The NSW Government’s decision to review the Emergency Services Levy and make the system fairer and more resilient is a good start, but it must embrace far greater reform of emergency services, according to the unions representing emergency services workers.
The unions say the Premier and his Emergency Services Minister, Jihad Dib, need to expand their review from simply the funding of emergency services to their entire operations, and that a more comprehensive review is needed due to the double threat of global warming bringing more bushfires, storms and floods and the dwindling number of volunteers in NSW.
Stewart Little, General Secretary of the Public Service Association, and Leighton Drury, Secretary of the Fire Brigade Employees Union are calling for the Premier and Emergency Services Minister to expand the review.
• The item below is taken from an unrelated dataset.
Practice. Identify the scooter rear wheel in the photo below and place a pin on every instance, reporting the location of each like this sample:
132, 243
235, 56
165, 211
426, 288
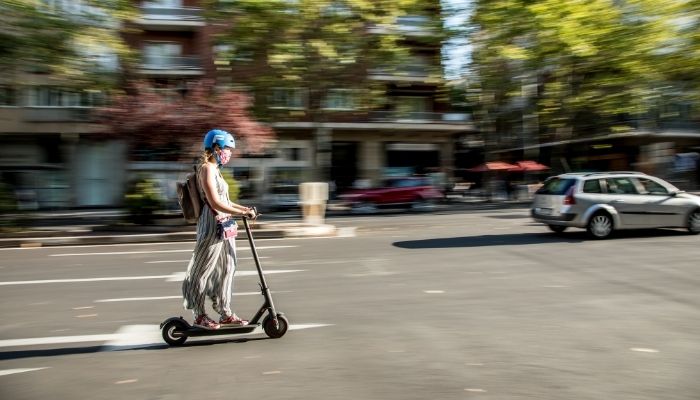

“Our members working in the Rural Fire Service tell me they need more fire trucks, equipment and staff to fight the increasingly ferocious fires we are seeing due to global warming,” said Mr Little.
“They say the Black Summer bushfire season of 2019-20 was just the beginning.
“We saw what happened in Lismore in the 2022 floods when the State Emergency Service was pushed to the limit, our members in the SES say they need more inflatable boats, trucks and most of all paid staff to ensure people in NSW are safe.
“The PSA welcomes the review of funding for emergency services but it must be expanded to look at the entire operations of the RFS and SES to take into account the double threat of global warming bringing more bushfires, storms and floods and the dwindling number of volunteers.
“NSW is the only jurisdiction not to have conducted a thorough review into its emergency service and combat agencies in the last decade.
“There are structural inefficiencies across the agencies that have been evident during the natural disasters in Lismore in 2022 and the Black Summer Fires of 2019-20.
“The recent People Matter Employee Survey 2023, the NSW public sector’s annual employee survey, showed staff want strong leadership, an employer who listens to their staff, who have the experience and know how.
“They want leadership that takes seriously staff talking about burnout and sees the desperate need for more boots on the ground,” says Stewart Little, General Secretary of the Public Service Association.
Leighton Drury, Secretary of the Fire Brigade Employees Union, also wants to see a more comprehensive review of emergency services in NSW.
“Global warming will bring more frequent and devastating fires so while the Premier’s review is commendable, it must be expanded to include not only the funding of emergency services but to all aspects of their operations,” said Mr Drury.